Comme le Fleur de mai approchant de la terre, l'équipage repéra Cape Cod juste au lever du soleil le 9 novembre. Les pèlerins décidèrent de se diriger vers le sud, jusqu'à l'embouchure de la rivière Hudson à New York, où ils avaient l'intention de faire leur plantation. Cependant, comme le Fleur de mai dirigé vers le sud, il a rencontré des mers très agitées et a failli faire naufrage.

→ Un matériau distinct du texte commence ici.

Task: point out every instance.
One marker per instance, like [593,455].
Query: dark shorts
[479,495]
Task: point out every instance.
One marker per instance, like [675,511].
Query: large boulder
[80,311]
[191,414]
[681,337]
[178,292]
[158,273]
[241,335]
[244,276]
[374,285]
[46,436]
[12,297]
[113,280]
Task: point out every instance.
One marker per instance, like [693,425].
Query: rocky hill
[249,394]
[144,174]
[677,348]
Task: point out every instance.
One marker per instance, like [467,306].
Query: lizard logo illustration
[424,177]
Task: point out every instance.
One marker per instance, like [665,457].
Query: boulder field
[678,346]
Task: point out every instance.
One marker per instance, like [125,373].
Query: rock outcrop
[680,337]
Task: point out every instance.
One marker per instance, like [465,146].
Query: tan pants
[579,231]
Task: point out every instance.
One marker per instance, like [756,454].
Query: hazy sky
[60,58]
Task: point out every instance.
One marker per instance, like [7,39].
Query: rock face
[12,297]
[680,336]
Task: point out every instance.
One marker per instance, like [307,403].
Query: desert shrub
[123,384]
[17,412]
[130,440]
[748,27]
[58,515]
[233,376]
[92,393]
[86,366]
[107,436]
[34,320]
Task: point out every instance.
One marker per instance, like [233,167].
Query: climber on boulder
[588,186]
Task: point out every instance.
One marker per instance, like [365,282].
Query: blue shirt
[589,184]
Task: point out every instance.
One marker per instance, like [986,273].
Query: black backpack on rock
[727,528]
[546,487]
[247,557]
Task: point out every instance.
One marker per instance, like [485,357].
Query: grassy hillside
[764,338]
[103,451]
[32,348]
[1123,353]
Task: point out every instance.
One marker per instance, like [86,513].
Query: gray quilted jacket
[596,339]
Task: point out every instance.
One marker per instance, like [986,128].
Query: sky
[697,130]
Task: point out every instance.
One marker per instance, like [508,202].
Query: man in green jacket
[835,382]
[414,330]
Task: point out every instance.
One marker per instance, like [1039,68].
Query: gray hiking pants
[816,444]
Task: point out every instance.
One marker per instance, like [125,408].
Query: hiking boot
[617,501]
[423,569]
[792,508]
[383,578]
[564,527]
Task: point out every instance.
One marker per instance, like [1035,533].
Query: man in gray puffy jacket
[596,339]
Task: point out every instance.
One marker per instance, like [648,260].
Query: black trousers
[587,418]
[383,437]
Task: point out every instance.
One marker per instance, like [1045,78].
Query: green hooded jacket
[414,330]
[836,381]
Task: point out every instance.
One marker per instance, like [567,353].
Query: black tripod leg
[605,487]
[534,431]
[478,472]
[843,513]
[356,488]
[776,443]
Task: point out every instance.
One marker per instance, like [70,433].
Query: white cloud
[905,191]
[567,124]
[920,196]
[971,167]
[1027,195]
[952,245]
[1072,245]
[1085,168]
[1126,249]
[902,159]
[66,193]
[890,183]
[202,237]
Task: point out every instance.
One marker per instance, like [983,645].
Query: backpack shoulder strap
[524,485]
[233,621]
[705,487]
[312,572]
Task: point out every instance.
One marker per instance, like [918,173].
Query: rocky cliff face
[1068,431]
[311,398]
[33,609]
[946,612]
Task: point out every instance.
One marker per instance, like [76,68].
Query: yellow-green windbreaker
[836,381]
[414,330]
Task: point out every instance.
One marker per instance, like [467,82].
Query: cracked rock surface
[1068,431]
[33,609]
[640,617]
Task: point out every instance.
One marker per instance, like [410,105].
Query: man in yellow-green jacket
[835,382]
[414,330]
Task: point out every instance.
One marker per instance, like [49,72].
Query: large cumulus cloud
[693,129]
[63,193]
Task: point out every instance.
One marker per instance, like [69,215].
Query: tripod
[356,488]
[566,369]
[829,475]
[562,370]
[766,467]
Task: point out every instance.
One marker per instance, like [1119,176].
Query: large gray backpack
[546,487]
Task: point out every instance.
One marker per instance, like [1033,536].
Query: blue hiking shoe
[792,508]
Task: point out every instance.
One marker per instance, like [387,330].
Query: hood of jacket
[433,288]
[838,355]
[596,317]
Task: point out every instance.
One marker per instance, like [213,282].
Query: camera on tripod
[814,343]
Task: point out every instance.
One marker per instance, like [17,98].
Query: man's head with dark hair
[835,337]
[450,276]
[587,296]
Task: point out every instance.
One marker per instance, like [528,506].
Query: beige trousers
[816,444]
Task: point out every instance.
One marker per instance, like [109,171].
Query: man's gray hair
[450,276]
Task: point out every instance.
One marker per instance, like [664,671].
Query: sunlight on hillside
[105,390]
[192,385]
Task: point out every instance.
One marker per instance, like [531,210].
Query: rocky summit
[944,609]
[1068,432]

Les pèlerins ont alors décidé, plutôt que de risquer une autre tentative d'aller au sud, qu'ils resteraient simplement et exploreraient Cape Cod. Ils retournèrent vers le nord, contournèrent la pointe et jetèrent l'ancre dans ce qui est maintenant le port de Provincetown. Les pèlerins passeraient le mois et demi suivant à explorer Cape Cod, essayant de décider où ils construiraient leur plantation. Le 25 décembre 1620, ils se sont finalement décidés pour Plymouth et ont commencé la construction de leurs premiers bâtiments.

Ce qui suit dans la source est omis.